Black gum weighs 39.61 pounds per cubic foot. It is very porous, but the pores are too small to be seen by the naked eye, and are diffused through the wood and form no distinct lines or groups. The summerwood is a thin dark line, not prominent enough to clearly delimit the yearly rings of growth. The medullary rays are numerous, but very thin. In quarter-sawed wood they produce a luster, but the individual rays are practically invisible. The wood is not durable in contact with the soil.
The standing tree is apt to fall a victim to the agencies of decay. Hollow trunks, mere shells, are not uncommon. The entire heartwood is liable to fall away. The pioneers cut these hollow trees, and sawing them in lengths of about two feet, made beehives of them. They called them gums because they were cut from gum trees. Larger sizes, used in place of barrels, were also called gums, but these were usually made from sycamores. The black gum is not usually large. Individuals have been measured that were five feet in diameter and more than a hundred in height, but an average of sixty feet high and two in diameter is probably too much, except in the southern Appalachian mountains where the species attains its largest size.
It is a tree which will always be easily recognized after it has been seen and identified once. Its general outline, particularly when leaves are off, is different from other trees associated with it. It might possibly be mistaken for persimmon unless looked at closely; but there are easily-recognized points of difference. Its branches are very small, slender, and short. Its bark is rougher than that of any other gum, and is much darker in color. It is the bark’s color that gives the tree its name. The leaves have smooth edges. In the fall they change to gorgeous red, and one of their peculiarities is that half a leaf may be red while the other half remains green. Toward the end of the season, the green disappears. The dark blue drupes ripen in October.
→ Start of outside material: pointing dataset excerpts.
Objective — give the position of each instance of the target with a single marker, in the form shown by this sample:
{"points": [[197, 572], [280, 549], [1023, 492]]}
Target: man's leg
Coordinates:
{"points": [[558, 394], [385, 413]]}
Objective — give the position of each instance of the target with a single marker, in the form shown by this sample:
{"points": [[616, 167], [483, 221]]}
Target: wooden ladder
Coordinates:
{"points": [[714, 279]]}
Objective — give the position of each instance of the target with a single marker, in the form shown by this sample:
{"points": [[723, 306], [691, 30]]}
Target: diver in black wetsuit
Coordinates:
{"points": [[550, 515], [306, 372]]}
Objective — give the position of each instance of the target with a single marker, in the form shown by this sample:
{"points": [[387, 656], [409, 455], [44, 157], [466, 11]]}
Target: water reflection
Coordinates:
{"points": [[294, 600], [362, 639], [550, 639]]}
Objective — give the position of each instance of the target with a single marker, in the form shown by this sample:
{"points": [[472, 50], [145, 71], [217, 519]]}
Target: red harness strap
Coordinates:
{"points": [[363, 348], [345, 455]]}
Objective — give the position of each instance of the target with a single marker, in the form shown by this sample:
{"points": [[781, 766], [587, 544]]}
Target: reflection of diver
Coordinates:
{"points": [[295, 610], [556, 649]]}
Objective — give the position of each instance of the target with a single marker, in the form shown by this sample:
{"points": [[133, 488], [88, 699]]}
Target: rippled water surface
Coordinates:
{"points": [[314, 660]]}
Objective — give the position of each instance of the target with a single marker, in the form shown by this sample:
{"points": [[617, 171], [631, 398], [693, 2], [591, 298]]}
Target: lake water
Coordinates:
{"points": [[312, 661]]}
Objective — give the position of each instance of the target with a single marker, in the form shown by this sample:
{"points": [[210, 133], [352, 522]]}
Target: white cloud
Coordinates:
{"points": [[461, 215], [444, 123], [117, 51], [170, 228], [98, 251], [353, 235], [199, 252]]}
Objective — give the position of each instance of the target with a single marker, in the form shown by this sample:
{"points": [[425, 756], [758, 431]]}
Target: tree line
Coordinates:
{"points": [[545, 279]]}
They do not seem to be food for any living creature.
Sawmills include black gum with tupelo in reporting lumber cut, and generally call both of them gum without distinction. The woods are quite different, and neither the standing tree nor the lumber of one need be mistaken for the other. The range of black gum is much more extensive than that of tupelo. Gum lumber cut north of the Ohio and Potomac rivers may be safely classed as black gum, though a little of both red and tupelo gum is found north of those streams. In the South, the species cannot be separated by regions, for all the gums grow from Texas to Virginia. The total annual output of black gum is not known, but some operators estimate it at about 20,000,000 feet a year, or nearly one-fourth as much as tupelo.
The bulk of black gum lumber is used in the rough, for floors, sheathing, frames, and scaffolds; but a considerable portion is further manufactured. The amounts thus used annually have been ascertained for a few states, and furnish a basis for estimates for the whole country: Mississippi, 7,000 feet; Maryland, 85,000; Illinois, 120,000; Louisiana, 120,000; Missouri, 190,000; Texas, 360,000; Massachusetts, 475,000; Alabama, 486,000.